A little (second) life
Tracey Emin's boring bloodletting
Tracey Emin’s new show, A Second Life, at the Tate Modern has opened to the familiar swell of publicity that has surrounded the artist since she first showed My Bed nearly 30 years ago. The reviews have been, to put it mildly, overwrought: “you will come out the other end feeling you’ve been in an emotional tumble dryer”, “a show that gets under your skin and into your bowels”, “like walking in on [Emin] crying, naked, sobbing and snotty” (!). The language used to describe Emin’s work – breathless and corporeal, with an undercurrent of gendered condescension – has become part and parcel of her confessional practice. Her art has drawn on abortion, sexual violence, illness and the detritus of intimate relationships – experiences rendered with a bluntness that was once genuinely destabilising. Yet familiarity alone cannot explain why the discourse around her remains so predictable.
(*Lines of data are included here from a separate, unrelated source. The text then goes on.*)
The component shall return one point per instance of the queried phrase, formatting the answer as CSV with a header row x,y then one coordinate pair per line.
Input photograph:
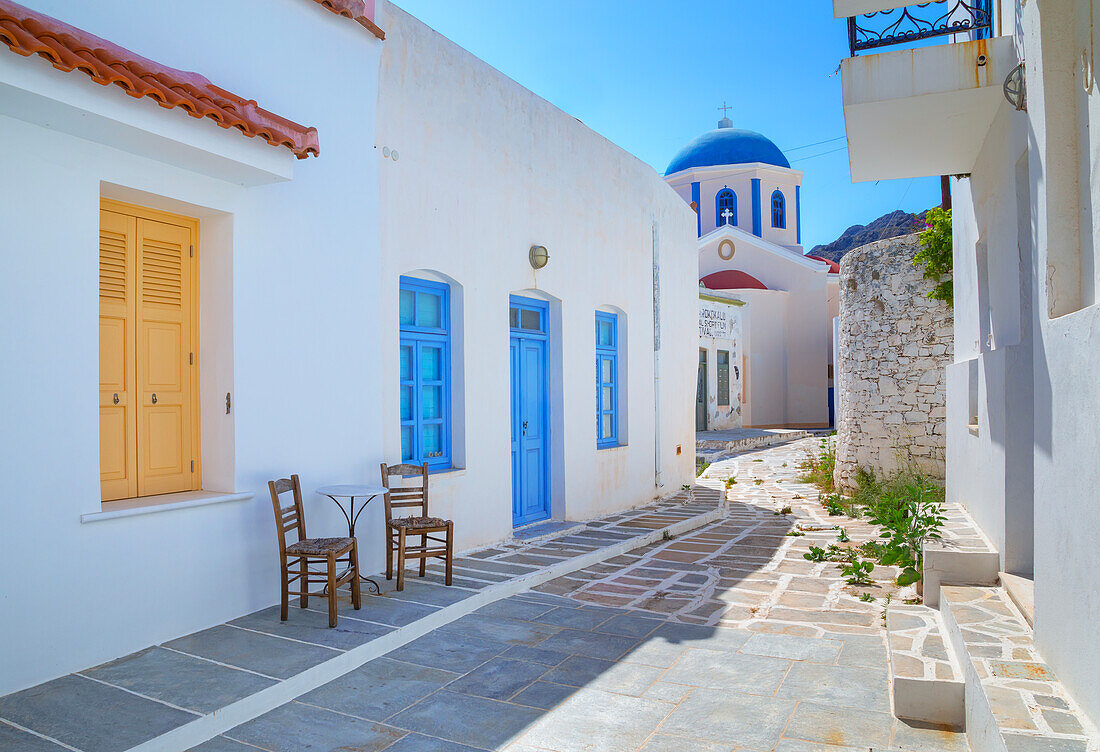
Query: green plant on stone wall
x,y
816,554
858,573
935,254
910,520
The pattern is not confined to the gallery: in 2026, much cultural criticism has drifted into the realm of experience reporting. See the praise received by Chloé Zhao’s dreadful Oscar-favourite Hamnet. In it, a sweaty, screaming Jessie Buckley grieves the death of her child in one of the more blatant “give-me-an-Oscar” performances in recent memory. Buckley is excellent, her Oscar all but secured, but the film exists as a kind of misery endurance test, grief-porn attached to remarkably drab, incurious filmmaking. Even as the emotional voltage hits full throttle in the film’s climax, nothing shapes or complicates it; feeling is simply presented as proof of seriousness. As I shuffled out of my screening, dry-eyed, to a soundtrack of wailing audience members, I was left with the same question that has long shadowed discussions of Emin’s work: does intensity, on its own, amount to artistic achievement?
Both cases reveal a feedback loop: the audience consumes emotional bloodletting, the critics dutifully report on it and the substance of the work recedes ever further from view. To be moved, preferably to the point of collapsing into a blubbering puddle, is to have understood. The exhibition title proposes a deepening of Emin’s practice after weathering a particularly aggressive form of bladder cancer, and the show includes a hallway of stark, albeit artless photographs of her surgery. But if there are substantive differences between her paintings from the early 2000s to now, they are difficult to see in this not-a-retrospective. Her visual grammar is unchanged: abstracted forms rendered in splashy acrylic lie supine, suspended somewhere between declaration and collapse. Emin’s apparatus of hype and celebrity, once energised by New Labour’s cultural politics and the neoliberal turn in the art market, continues to structure what audiences see, what critics report, and what is remembered, even as the work and the ideology that underpinned it yield diminishing returns.
Notable, too, that barely a decade ago Emin was roundly castigated for voting Conservative, unwilling to pay the 50% rate of tax, as though fiscal self-interest were an aberration rather than a founding principle of the YBA scene. This was, after all, a movement incubated by Charles Saatchi, advertising magnate and master of monetised provocation. But the art world’s memory, as ever, has proved conveniently short.
I have no doubt the exhibition will be a success; pictures of massive queues from the opening abounded on my social media yesterday. Yet the times are changing: the infrastructure that upheld Emin and her YBA cohort – a tightly networked circle of dealers, institutions, and journalists – might have been present in full force at Wednesday morning’s opening, but outside this rarefied bubble, it exists largely as nostalgia. Meanwhile, culture is already oversaturated with commodified self-disclosure: reality TV, autofiction and vlogging have all normalised public exposure of intimacy, grief and trauma. Emin’s project might have worked too well. The real question is not whether A Second Life moves us, but whether it demands anything more than that we be moved – or indeed – why?